Yeah the big problem is that most languages have their fair share of rough edges. Go is performant and portable* with a good runtime and a good ecosystem. But it also has nil pointers, zero values, no destructors, and no macros. (And before anyone says macros are bad, codegen is worse, and Go has to use a lot of codegen to get around the lack of macros).
There are languages with fewer warts, but they're usually more complicated (e.g. Rust), because most of Go's problems are caused by its creators' fixation with simplicity at all costs.
I thought it was obvious that codegen was better than macros—at least, textual macros. You can't tell me Ken Thompson omitted macros from the Golang design because he didn't have experience using languages with macro systems!
Even AST-based macro systems have tricky problems like nontermination and variable capture. It can be tough to debug why your compiler is stuck in an infinite macro expansion loop. Macro systems that solve these problems, like the R⁵RS syntax-rules system, have other drawbacks like very complex implementations and limited expressive power.
And often there's no easy way to look at the code after it's been through the macro processor, which makes bugs in the generated code introduced by buggy macros hard to track down.
By contrast, if your code generator hangs in an infinite loop, you can debug it the same way you normally debug your programs; it doesn't suffer from tricky bugs due to variable capture; and it's easy to look at its output.
I would say more or less equivalent to textual macros.

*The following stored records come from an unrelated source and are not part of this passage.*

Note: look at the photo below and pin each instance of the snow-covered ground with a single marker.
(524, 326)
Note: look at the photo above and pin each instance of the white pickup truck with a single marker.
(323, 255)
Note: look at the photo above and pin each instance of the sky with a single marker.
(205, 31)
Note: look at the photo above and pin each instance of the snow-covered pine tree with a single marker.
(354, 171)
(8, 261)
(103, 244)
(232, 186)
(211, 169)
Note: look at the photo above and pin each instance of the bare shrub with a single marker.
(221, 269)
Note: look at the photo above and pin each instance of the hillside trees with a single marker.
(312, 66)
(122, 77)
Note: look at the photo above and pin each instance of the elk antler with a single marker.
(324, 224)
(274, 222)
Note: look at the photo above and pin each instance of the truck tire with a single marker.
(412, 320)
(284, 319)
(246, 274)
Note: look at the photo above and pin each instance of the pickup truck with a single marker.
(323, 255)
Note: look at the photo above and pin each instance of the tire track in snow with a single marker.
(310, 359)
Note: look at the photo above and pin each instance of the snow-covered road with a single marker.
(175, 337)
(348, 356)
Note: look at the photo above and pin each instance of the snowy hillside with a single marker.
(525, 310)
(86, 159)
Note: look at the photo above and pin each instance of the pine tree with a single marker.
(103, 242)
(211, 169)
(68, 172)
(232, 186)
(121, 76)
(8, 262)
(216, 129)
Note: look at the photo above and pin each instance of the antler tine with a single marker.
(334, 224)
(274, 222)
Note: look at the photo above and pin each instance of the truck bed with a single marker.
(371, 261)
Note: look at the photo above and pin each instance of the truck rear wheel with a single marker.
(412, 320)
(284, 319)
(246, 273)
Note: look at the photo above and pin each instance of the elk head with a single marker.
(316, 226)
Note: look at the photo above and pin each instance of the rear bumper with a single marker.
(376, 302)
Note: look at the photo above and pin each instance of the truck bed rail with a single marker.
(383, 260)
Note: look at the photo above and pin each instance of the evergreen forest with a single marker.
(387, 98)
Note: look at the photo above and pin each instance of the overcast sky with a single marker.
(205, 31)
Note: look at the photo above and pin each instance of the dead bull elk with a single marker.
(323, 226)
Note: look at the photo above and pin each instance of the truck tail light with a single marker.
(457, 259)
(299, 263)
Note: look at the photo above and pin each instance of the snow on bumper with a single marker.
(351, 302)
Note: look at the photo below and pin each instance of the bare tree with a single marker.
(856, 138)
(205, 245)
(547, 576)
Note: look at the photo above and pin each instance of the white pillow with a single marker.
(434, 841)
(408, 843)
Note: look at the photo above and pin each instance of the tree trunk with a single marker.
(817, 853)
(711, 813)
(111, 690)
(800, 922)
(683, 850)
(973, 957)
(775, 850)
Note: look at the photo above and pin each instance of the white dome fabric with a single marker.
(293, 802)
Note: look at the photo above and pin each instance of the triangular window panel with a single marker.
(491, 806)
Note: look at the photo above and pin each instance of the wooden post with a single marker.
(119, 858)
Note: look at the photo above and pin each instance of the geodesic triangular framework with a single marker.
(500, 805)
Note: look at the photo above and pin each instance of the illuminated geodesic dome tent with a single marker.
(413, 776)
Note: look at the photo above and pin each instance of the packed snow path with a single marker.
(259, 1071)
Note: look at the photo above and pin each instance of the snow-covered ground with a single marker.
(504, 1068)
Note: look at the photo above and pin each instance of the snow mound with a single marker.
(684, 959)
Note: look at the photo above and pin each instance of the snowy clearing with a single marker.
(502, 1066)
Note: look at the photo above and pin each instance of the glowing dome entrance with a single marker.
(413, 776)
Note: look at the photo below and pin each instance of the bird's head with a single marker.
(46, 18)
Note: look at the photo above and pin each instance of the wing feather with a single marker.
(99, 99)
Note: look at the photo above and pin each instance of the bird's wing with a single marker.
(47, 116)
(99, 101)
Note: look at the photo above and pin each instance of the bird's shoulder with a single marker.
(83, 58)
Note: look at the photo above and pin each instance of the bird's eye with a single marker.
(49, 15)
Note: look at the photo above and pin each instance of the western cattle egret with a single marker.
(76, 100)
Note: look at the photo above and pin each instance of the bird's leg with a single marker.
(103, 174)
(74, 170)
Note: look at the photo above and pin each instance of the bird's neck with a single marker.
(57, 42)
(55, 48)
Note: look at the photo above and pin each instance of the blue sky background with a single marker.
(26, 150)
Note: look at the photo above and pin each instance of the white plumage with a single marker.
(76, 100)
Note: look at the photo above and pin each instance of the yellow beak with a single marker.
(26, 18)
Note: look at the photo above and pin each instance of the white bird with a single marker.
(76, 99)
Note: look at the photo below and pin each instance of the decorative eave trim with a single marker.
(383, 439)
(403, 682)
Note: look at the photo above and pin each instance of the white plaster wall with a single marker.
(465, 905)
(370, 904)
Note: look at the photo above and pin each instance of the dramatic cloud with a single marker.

Unfortunately, as far as I can tell, the idiomatic way to write Go codegen (having skimmed some codegen repos and written some codegen tooling myself) is with the text/template package. Even battle-tested tools like protoc-gen-go are effectively built with printf statements rather than any sort of AST builder.
AST macros are complicated, yeah, and I agree that any half-decent macro system needs a convenient way to dump generated code and so forth. I'm not saying any macro system is better than codegen. But a decent macro system will give you hygenic tools to modify an AST, whereas codegen really forces you to hack something together. I'll grant that there's some worse-is-better charm to codegen, but I don't think that saves it from being ultimately worse.
Empirically, I think you'll find that Go code generators are bad compilers. Go codegen isn't written with AST transformations and quasi-quote libraries. A macro system would be an opportunity for the Go compiler to take responsibility for the the tooling around metaprogramming; in the absence of that, we have a fragmented ecosystem where everyone is always reinventing a minimal, hacked-together version of the wheel so that they can get on with building the thing they actually need.
Frankly, an official Go codegen library would solve pretty much all my complaints, but the only difference between that and a macro system is compiler integration.
Well, I do agree that bad compilers are bad, but I don't agree that a good compiler is basically a bunch of macros, or that emitting the code from the compiler backend with print statements correlates with a compiler being bad.
There are languages with fewer warts, but they're usually more complicated (e.g. Rust), because most of Go's problems are caused by its creators' fixation with simplicity at all costs.